We asked several witnesses whether there should be a greater diversity amongst the moderators. Professor Schroeder pointed out that, "For your three debates in 2010 you had three white male journalists. There is nothing wrong with that—I am a white male journalist myself—but I do think there is some value in bringing diversity of voices into the moderating process." Going further, Phil Harding told us, "if it is four debates this time you cannot end up with four white men."

They then go on to talk about turn out among non-white voters in the last General Election, suggesting that greater diversity among debate moderators may help to increase non-white participation.

They admit, however:

No witness presented us with a concrete solution to the lack of diversity amongst the moderators in 2010. The choice of a moderator for each debate remains the decision of that debate's broadcaster.

This is the latest in a series of calls for ethnic quotas in British public life.
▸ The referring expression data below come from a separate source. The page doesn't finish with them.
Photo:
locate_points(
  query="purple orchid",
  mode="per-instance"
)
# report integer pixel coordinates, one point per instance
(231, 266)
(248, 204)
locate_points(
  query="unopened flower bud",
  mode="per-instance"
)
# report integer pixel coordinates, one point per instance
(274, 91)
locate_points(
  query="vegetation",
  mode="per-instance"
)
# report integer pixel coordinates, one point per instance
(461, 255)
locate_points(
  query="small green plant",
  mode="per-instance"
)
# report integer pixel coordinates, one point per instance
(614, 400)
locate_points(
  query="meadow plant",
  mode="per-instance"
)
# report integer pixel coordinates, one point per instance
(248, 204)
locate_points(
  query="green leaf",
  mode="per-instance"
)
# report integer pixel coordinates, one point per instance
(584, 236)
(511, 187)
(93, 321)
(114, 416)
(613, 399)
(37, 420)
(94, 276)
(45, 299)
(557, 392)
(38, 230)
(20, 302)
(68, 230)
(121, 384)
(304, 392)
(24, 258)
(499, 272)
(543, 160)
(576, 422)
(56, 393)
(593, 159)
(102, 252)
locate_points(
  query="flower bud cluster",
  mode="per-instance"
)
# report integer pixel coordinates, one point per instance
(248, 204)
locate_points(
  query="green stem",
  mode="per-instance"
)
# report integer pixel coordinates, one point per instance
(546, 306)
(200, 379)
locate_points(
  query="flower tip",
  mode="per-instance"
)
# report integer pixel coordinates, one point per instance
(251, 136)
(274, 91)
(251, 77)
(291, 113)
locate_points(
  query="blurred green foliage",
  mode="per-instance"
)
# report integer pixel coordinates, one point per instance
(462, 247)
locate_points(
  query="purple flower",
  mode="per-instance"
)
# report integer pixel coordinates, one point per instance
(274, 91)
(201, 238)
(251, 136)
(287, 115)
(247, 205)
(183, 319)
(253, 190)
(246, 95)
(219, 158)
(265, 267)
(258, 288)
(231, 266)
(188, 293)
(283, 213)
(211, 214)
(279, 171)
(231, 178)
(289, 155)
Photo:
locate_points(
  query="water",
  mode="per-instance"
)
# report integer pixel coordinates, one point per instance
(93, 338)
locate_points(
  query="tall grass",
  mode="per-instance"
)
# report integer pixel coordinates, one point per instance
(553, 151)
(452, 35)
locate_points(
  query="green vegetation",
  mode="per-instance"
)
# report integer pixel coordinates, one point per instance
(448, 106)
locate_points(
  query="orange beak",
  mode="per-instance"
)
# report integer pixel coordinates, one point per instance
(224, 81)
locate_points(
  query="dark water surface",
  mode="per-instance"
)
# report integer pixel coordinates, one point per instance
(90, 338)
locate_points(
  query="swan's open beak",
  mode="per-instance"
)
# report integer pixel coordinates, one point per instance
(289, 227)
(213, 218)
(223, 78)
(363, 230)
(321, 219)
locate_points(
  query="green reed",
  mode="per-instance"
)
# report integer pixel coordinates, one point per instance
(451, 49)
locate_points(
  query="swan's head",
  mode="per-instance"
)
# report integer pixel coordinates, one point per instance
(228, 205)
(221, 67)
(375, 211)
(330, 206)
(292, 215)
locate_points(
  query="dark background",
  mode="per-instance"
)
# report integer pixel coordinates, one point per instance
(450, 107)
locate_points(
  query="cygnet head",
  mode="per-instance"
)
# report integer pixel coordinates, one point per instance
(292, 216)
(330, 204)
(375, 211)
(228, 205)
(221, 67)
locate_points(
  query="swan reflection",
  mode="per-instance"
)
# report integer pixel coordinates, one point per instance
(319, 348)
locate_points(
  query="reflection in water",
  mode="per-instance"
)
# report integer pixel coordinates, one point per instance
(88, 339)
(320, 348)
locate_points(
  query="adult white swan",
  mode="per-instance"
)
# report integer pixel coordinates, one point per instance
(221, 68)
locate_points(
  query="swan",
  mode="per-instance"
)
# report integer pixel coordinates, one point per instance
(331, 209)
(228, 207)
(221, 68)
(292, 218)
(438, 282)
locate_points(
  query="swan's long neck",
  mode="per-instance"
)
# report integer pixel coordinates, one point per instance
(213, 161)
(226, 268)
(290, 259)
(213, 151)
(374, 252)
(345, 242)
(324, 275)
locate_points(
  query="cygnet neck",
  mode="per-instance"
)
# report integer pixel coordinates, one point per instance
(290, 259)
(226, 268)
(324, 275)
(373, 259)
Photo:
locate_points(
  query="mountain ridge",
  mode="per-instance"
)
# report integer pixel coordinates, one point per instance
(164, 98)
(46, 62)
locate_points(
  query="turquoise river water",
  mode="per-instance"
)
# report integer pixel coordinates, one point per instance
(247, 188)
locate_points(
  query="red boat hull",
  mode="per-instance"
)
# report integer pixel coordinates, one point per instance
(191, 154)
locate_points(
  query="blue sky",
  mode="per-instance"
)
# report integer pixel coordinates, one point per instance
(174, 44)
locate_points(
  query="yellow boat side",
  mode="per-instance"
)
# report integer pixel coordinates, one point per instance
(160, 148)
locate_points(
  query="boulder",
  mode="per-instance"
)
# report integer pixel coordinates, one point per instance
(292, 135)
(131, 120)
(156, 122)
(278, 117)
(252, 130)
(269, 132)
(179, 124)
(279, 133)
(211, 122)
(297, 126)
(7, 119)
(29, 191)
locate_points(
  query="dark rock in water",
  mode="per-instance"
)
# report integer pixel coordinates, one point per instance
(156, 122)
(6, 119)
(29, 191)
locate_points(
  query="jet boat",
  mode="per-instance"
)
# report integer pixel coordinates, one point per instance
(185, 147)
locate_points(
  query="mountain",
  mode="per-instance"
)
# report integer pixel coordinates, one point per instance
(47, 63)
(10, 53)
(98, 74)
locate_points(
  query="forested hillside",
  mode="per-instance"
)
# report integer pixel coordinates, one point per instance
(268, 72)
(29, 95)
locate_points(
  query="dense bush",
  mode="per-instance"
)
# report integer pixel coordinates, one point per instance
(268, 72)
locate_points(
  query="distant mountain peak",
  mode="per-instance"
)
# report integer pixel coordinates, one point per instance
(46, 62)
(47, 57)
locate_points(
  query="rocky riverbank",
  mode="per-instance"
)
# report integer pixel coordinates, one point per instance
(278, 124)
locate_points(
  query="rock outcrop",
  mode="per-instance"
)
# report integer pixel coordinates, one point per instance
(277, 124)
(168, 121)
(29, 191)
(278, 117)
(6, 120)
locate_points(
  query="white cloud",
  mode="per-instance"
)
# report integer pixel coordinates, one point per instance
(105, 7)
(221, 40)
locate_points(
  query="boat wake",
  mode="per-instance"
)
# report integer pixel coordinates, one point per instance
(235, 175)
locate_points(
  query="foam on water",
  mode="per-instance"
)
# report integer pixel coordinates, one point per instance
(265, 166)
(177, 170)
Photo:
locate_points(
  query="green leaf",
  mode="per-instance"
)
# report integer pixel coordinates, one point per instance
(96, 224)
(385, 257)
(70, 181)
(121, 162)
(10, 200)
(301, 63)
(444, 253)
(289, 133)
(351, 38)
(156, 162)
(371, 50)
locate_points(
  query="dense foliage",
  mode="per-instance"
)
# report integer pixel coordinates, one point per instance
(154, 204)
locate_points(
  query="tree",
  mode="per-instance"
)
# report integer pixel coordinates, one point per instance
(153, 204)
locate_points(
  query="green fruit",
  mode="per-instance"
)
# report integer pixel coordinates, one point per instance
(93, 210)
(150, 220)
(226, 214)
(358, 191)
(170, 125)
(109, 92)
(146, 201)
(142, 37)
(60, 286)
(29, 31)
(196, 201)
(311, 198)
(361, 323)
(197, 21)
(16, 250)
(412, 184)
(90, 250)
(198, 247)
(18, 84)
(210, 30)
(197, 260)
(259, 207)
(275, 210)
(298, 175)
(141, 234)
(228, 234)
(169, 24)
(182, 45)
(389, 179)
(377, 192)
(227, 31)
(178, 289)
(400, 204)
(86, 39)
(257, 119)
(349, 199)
In March, Comedian Lenny Henry called for the government to intervene and pass legislation to increase the number of black and Asian people in TV dramas. He said that the number of shows that feature at least 50 percent black and Asian actors and production staff must increase by 400 percent, although he did not state exactly how legislation would achieve this.

Last month, the Labour Party also suggested they may introduce ethnic and gender quotas for the judiciary if they win power at the next General Election. Shadow Justice Secretary Sadiq Khan said that the party could use the “nuclear option” of imposing quotas if the judiciary did not become less “male, white and Oxbridge.”